Question

Find the distance of the point (1, −2, 3) from the plane x − y + z = 5 measured parallel to the line whose direction cosines are proportional to 2, 3, −6.

Answer 1

The equation of the given plane is x − y + z = 5.
We have to find the distance of point (1, −2, 3) from the plane measured parallel to line whose direction cosines are proportional to 2, 3, −6.

 

Let this line meet the plane at Q.

The equation of the line passing through (1,−2, 3) and having direction cosines proportional to 2, 3, −6 is

Let this line meet the plane at Q.
The equation of the line passing through (1,−2, 3) and having direction cosines proportional to 2, 3, −6 is \[\frac{x - 1}{2} = \frac{y + 2}{3} = \frac{z - 3}{- 6} = \lambda\]

\[\Rightarrow x = 2\lambda + 1, y = 3\lambda - 2, z = - 6\lambda + 3\]

So, the coordinates of any point on the line are in the form \[\left( 2\lambda + 1, 3\lambda - 2, - 6\lambda + 3 \right)\]

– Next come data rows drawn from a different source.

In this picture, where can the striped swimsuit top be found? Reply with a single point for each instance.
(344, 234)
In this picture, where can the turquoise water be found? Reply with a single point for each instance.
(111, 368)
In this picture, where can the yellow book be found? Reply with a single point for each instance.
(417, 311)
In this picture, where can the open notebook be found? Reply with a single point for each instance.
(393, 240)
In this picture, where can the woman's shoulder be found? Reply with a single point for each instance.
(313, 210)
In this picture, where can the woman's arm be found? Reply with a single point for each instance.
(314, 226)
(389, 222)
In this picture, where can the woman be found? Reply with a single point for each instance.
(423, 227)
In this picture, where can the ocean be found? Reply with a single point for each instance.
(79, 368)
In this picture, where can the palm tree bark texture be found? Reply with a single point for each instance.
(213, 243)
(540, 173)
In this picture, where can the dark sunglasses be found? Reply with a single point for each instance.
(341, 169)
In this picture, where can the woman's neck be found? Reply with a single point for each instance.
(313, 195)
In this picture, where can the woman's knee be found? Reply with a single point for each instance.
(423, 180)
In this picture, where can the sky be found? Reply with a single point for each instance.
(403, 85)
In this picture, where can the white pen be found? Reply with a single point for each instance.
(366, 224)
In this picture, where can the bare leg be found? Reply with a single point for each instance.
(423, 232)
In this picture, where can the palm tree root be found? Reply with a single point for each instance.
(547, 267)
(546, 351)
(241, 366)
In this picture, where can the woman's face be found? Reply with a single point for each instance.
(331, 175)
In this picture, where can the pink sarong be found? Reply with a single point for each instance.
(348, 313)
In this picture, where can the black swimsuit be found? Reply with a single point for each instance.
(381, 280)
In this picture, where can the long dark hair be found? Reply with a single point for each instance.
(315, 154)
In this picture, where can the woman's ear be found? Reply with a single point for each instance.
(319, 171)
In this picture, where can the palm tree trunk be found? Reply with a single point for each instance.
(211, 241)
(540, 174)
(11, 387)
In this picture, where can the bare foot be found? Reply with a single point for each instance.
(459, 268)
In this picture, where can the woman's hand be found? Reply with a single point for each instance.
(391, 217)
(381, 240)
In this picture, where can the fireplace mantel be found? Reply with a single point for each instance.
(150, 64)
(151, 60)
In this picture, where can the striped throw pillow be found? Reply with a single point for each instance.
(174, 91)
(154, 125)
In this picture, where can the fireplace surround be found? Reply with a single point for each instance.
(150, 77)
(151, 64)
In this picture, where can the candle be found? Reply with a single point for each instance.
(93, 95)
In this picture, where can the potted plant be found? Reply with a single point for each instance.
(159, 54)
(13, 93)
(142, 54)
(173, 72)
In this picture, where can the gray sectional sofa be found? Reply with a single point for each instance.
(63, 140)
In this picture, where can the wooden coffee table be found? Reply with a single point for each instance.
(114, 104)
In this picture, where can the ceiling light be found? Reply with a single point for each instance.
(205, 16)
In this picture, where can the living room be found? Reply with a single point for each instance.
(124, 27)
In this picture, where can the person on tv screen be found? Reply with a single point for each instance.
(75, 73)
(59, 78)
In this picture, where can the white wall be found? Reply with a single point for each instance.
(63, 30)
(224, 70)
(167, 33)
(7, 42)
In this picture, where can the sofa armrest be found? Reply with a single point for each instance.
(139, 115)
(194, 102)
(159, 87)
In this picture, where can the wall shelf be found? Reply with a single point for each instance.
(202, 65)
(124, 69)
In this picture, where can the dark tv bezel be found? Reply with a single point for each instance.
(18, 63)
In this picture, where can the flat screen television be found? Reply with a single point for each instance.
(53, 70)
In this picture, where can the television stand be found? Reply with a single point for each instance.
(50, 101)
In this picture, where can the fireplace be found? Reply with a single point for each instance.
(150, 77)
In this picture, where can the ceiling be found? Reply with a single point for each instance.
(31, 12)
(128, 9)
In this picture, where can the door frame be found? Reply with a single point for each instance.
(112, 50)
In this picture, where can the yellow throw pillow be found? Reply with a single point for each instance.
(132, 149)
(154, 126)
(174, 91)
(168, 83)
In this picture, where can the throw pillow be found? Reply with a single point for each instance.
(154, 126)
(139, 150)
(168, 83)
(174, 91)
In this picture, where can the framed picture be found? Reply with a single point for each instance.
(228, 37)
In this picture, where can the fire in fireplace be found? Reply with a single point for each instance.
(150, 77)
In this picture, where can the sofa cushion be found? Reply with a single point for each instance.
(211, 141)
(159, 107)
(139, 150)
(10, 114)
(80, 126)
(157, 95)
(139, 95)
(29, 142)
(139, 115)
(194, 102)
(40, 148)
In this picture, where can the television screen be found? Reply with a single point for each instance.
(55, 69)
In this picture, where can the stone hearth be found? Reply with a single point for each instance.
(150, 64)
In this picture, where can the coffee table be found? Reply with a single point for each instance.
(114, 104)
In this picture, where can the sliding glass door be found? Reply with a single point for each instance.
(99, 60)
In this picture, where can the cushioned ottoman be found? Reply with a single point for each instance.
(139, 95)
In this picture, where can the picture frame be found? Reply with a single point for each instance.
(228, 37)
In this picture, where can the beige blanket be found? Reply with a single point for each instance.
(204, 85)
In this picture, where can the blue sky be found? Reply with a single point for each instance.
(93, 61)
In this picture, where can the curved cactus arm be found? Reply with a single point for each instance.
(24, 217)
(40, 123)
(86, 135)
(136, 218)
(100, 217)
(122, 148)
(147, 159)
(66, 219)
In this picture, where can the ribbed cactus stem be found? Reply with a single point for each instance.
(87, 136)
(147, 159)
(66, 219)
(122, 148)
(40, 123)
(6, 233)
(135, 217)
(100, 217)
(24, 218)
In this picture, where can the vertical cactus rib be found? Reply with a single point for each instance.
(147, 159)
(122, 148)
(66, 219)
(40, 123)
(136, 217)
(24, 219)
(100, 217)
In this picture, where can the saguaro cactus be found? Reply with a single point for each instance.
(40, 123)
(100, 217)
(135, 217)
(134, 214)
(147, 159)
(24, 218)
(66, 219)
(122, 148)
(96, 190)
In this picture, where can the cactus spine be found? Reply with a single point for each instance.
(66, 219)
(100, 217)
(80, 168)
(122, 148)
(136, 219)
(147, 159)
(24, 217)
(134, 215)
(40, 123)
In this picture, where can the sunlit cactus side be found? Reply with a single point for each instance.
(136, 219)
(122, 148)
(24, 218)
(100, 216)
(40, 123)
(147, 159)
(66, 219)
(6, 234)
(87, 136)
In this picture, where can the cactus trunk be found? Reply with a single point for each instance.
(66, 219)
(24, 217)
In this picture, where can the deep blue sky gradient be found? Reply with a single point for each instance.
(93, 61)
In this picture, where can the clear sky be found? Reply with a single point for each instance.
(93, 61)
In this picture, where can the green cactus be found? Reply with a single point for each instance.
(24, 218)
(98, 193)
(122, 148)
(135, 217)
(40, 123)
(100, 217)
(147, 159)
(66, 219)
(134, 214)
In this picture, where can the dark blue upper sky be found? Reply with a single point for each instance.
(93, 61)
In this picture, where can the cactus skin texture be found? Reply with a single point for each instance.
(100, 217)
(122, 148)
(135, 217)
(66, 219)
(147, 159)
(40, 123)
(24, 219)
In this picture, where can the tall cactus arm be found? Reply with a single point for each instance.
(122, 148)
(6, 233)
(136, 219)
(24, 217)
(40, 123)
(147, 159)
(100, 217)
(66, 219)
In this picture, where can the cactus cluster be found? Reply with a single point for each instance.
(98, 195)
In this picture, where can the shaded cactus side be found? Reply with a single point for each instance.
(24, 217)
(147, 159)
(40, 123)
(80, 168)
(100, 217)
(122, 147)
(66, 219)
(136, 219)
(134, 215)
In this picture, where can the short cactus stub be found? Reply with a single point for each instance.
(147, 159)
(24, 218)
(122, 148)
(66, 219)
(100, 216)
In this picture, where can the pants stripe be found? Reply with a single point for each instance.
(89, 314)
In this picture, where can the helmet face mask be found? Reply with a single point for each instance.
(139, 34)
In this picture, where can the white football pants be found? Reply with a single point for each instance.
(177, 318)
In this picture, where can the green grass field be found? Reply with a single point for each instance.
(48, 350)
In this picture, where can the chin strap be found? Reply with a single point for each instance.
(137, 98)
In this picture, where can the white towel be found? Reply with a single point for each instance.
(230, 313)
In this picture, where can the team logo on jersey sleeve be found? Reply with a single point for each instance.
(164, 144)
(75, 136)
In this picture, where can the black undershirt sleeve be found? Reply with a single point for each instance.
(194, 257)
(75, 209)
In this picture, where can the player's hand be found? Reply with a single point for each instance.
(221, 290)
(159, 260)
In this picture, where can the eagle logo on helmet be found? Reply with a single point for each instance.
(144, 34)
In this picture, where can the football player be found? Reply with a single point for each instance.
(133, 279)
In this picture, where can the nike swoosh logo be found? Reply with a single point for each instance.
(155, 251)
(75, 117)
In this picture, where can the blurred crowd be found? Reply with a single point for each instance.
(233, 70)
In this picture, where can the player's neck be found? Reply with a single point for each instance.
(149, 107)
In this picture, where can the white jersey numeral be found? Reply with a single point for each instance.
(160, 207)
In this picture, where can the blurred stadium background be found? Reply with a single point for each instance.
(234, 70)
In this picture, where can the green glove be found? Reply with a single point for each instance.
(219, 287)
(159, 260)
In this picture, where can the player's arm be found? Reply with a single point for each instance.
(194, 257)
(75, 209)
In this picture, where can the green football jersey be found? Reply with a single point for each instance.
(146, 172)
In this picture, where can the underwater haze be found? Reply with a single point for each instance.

If this point \[\left( 2\lambda + 1, 3\lambda - 2, - 6\lambda + 3 \right)\] lies on the plane x − y + z = 5, then \[2\lambda + 1 - 3\lambda + 2 - 6\lambda + 3 = 5\]

\[\Rightarrow - 7\lambda + 6 = 5\]

\[\Rightarrow - 7\lambda = - 1\]

\[\Rightarrow \lambda = \frac{1}{7}\]

Therefore, the coordinates of point Q are

\[\left( \frac{2}{7} + 1, \frac{3}{7} - 2, - \frac{6}{7} + 3 \right)\] i.e. 

\[\left( \frac{9}{7}, - \frac{11}{7}, \frac{15}{7} \right)\] .

Using distance formula, we have

PQ = \[\sqrt{\left( \frac{9}{7} - 1 \right)^2 + \left( - \frac{11}{7} + 2 \right)^2 + \left( \frac{15}{7} - 3 \right)^2}\] 

= \[\sqrt{\left( \frac{2}{7} \right)^2 + \left( \frac{3}{7} \right)^2 + \left( - \frac{6}{7} \right)^2}\]

= \[\sqrt{\frac{4}{49} + \frac{9}{49} + \frac{36}{49}}\]

= \[\sqrt{\frac{49}{49}}\]

= 1

Thus, the required distance is 1 unit.